What AI Changed About the Calculation

The “one day” timeline in Reco’s account is the part worth examining, because it reflects a genuine shift in how this class of problem can be approached.

A manual JSONata reimplementation requires reading the specification carefully, implementing each language construct and each standard library function, building a comprehensive test suite, and running both implementations in parallel for long enough to develop confidence in the replacement. That is weeks of careful work.

An AI-assisted approach works differently. The JSONata specification is well-structured prose with examples throughout. The reference implementation in JavaScript is approximately 3,000 lines of readable, well-commented code. A model given access to both can generate a skeleton evaluator in a target language organized around the grammar, produce test cases derived from the specification’s examples, implement each standard library function against the defined semantics, and iterate on edge cases as tests fail.

The key mechanism is the oracle. If the existing jsonata interpreter is the source of truth for correct behavior, you can generate thousands of expression/input/expected-output triples automatically by running expressions through the reference implementation and recording results. That test corpus converts the correctness risk from a manual audit into a systematic, runnable check. The AI generates; the test suite validates; you iterate quickly on failures.

This is not a claim that AI produces correct code autonomously. It is a claim that AI compresses the mechanical labor of a specification-driven reimplementation to the point where the effort calculus changes. A project that previously required three weeks of careful senior engineering to do safely becomes something one engineer can prototype and validate in a few days.
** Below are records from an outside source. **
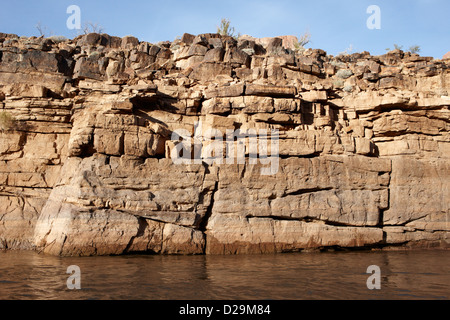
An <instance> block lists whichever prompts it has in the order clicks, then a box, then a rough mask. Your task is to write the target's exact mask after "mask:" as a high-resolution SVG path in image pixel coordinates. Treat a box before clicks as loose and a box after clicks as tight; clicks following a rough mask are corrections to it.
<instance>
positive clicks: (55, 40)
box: [48, 36, 67, 43]
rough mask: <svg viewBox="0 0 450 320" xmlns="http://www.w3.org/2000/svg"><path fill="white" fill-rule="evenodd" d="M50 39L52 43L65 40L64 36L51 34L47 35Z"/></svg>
mask: <svg viewBox="0 0 450 320" xmlns="http://www.w3.org/2000/svg"><path fill="white" fill-rule="evenodd" d="M48 38H49V39H50V40H52V41H53V42H54V43H61V42H64V41H66V40H67V38H66V37H64V36H51V37H48Z"/></svg>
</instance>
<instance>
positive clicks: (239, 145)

At $500k per year of compute savings, the economics are clear once the timeline changes.

What This Pattern Generalizes To

The JSONata story is a specific instance of a broader category of technical debt. Interpreted DSLs, template engines, serialization libraries, slow regular expression engines: these follow the same pattern. Fast enough to ship at the workloads where you first adopted them. Expensive enough at scale to matter. Too risky to replace manually because of correctness requirements and implicit behavioral dependencies built up across the production codebase.

Every production system has dependencies like this. They appear in performance profiles as surprising line items, persist across quarters because the replacement cost exceeds the pain threshold, and accumulate as genuine technical debt with a known dollar value attached.

The AI-assisted rewrite pattern works best for systems where correct behavior is precisely specified, either in documentation or in a running reference implementation, and where a comprehensive test suite can be derived mechanically rather than authored from scratch. JSONata meets those criteria well. Many of the other expensive dependencies sitting on engineering backlogs do too.

The HackerNews discussion of Reco’s post produced the predictable skepticism about the “one day” claim, and that skepticism is worth taking seriously. A rewrite that runs against a comprehensive oracle-generated test suite is not done on day one; it is started on day one. Running both implementations in shadow mode for weeks before cutting over is the responsible path, and presumably what a security company would do before trusting the replacement for policy evaluation.

But that is a sequencing point, not a refutation. The genuine claim is that AI moves the rewrite from “not worth attempting” to “worth starting,” and that is a threshold that matters for how teams make technical debt decisions. Most of the JSONata-shaped problems in production stacks are not being fixed because of the setup cost, not because of the ongoing validation work. Compressing the setup cost by an order of magnitude changes which items on the backlog are worth picking up.